AAAAA Rappel : Le chef opérateur, également appelé directeur de la photographie, est le responsable technique des prises de vues et de la qualité artistique de l'image. Sur un plateau ou en extérieurs, il prépare l'éclairage afin de restituer les tons et les couleurs selon les attentes du réalisateur. Il doit ainsi coordonner les efforts de trois équipes : caméra, machinerie et lumière/éclairage.

 

Edmond Richard reçoit en 2010 le Prix Henri Langlois (catégorie "Arts et Techniques du Cinéma") à Vincennes
(collection ville de Vincennes)

 

 

Interview de M. Edmond Richard du 27 octobre 2011 pour Autour de Louis de Funès

 

- M. Richard, vous êtes un directeur de la photographie bien connu dans le monde du cinéma, vos premiers emplois dans l'aéronautique laissent pourtant à penser que vous n'étiez pas destiné au cinéma.

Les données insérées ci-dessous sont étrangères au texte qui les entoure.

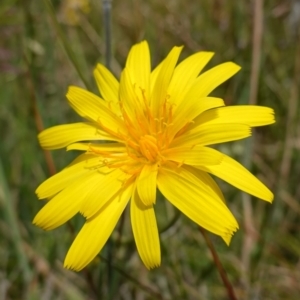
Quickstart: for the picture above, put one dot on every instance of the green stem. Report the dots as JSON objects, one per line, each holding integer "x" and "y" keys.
{"x": 227, "y": 284}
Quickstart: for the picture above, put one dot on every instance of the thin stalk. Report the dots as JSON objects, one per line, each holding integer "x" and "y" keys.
{"x": 107, "y": 31}
{"x": 222, "y": 272}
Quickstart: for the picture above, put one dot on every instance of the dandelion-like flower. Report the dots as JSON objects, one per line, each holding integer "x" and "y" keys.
{"x": 150, "y": 131}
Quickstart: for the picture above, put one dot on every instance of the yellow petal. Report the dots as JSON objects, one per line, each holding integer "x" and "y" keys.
{"x": 196, "y": 200}
{"x": 63, "y": 179}
{"x": 212, "y": 78}
{"x": 234, "y": 173}
{"x": 63, "y": 135}
{"x": 211, "y": 134}
{"x": 188, "y": 110}
{"x": 146, "y": 184}
{"x": 153, "y": 76}
{"x": 96, "y": 231}
{"x": 128, "y": 96}
{"x": 139, "y": 65}
{"x": 196, "y": 155}
{"x": 98, "y": 148}
{"x": 239, "y": 114}
{"x": 145, "y": 231}
{"x": 107, "y": 187}
{"x": 107, "y": 84}
{"x": 185, "y": 74}
{"x": 163, "y": 79}
{"x": 91, "y": 107}
{"x": 66, "y": 204}
{"x": 209, "y": 183}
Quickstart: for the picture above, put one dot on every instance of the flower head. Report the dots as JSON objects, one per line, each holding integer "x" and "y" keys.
{"x": 152, "y": 130}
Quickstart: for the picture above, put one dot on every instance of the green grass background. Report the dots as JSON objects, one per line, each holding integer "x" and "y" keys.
{"x": 39, "y": 60}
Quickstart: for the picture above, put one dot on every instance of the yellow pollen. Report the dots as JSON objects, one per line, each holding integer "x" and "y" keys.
{"x": 148, "y": 147}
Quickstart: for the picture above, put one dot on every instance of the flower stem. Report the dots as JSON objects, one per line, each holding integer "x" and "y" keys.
{"x": 222, "y": 272}
{"x": 107, "y": 31}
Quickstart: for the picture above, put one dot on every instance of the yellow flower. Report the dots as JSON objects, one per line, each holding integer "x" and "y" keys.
{"x": 149, "y": 131}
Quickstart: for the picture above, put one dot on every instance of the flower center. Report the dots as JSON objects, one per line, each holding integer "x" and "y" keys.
{"x": 148, "y": 147}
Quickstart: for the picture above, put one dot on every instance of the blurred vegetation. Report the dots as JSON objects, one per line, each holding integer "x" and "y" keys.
{"x": 39, "y": 59}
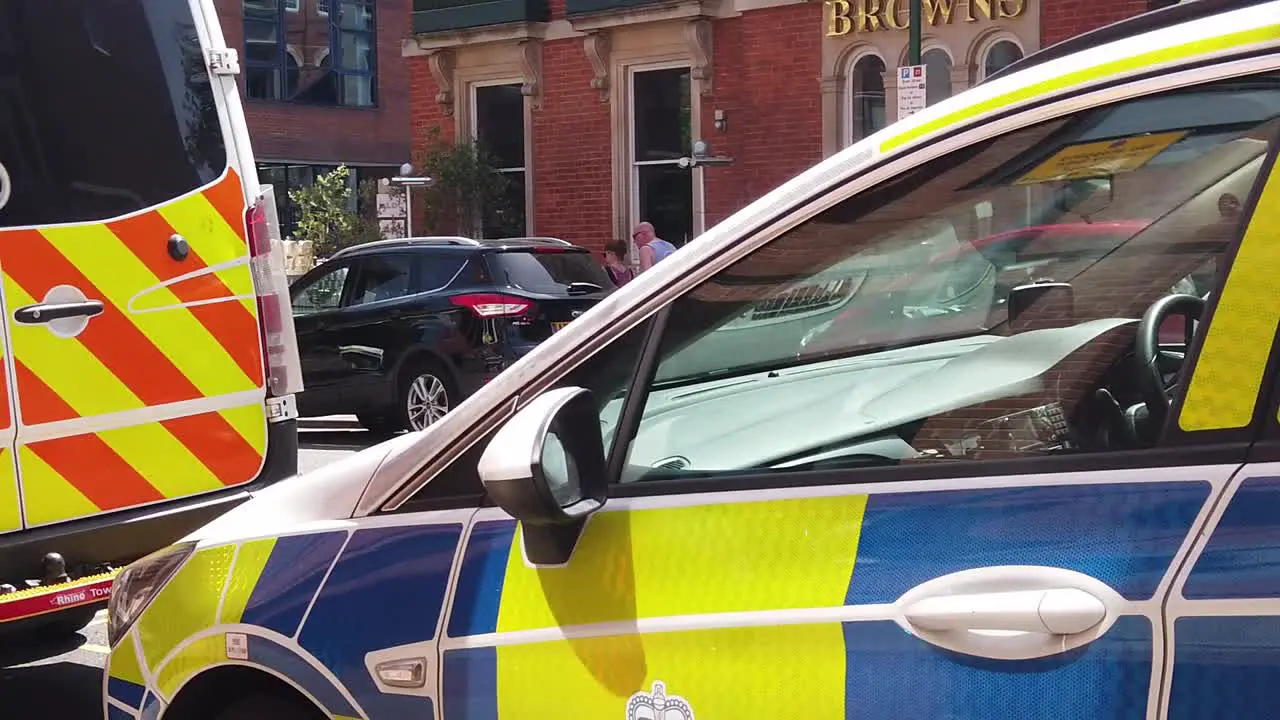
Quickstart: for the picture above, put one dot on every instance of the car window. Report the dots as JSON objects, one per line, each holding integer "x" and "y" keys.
{"x": 981, "y": 306}
{"x": 382, "y": 277}
{"x": 547, "y": 269}
{"x": 320, "y": 292}
{"x": 437, "y": 269}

- En effet, j'étais ingénieur dans l'aéronautique. Au début de l'année 1948, j'avais voulu poursuivre avec une licence d'aérodynamique mais je venais de me marier et je cherchais un emploi dans la mécanique des fluides [ndlr : l'étude du comportement des liquides et des gaz]. J'ai alors appris qu'un poste d'ingénieur était à pourvoir dans les Établissements André Debrie qui construisaient du matériel cinématographique. La maison était située au 111 de la rue Saint-Maur. Je téléphonai et tombai directement sur André Debrie qui me convoqua à son bureau. Lors de notre entretien, il apprit que je venais de l'aéronautique et me demanda mes intentions, ce à quoi je répondis "je n'en ai pas, je suis à votre disposition". Très naturellement, il enchaîna "eh bien demain matin vous êtes là". Debrie me présenta son gendre, un ancien pilote d'avion qui entrait dans l'entreprise et que je devais former. " Considérez que vous êtes ici chez vous, me dit Debrie, avant d'ajouter : avec mon gendre vous allez à présent monter le laboratoire de recherches."

 

- A cette époque, les films sont encore majoritairement tournés en noir et blanc mais la couleur fait son apparition…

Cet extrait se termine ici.